Sedangkan Ashoka tak terlepas tatapannya dari Rey dan Damara, terus begitu sampai ia tak sadar setengah jam lebih berlalu. Denis yang sudah selesai dengan misinya kembali duduk di depan sahabatnya.

“Yakin, rela?”

Ashoka mengedikkan bahunya, dilema sangat. Antara ia ingin mewujudkan bahagianya, atau merebut kebahagiaan Rey dan mematahkan bahagia Damara.

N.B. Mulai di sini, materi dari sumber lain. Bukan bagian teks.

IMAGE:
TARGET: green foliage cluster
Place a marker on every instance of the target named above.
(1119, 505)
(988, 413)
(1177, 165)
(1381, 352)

Ashoka tahu, kali ini Damara sudah terlanjur mencintai orang yang tepat. Sebelumnya, hubungan Damara dan para mantannya paling lama hanya bertahan seminggu saja. Tapi tidak kali ini, bersama Rey, Damara hampir tiga bulan ini tak pernah mengeluh tentang Rey padanya. Malah terus memuji saja.

“Kata hati gue, Rey udah cukup buat Damara. Gue harus ngalah.”

Denis mengangguk mengerti.

“Bener, ikuti kata hati lo.” Denis tersenyum cerah pada sahabatnya, tapi sesaat kemudian ekspresinya berubah.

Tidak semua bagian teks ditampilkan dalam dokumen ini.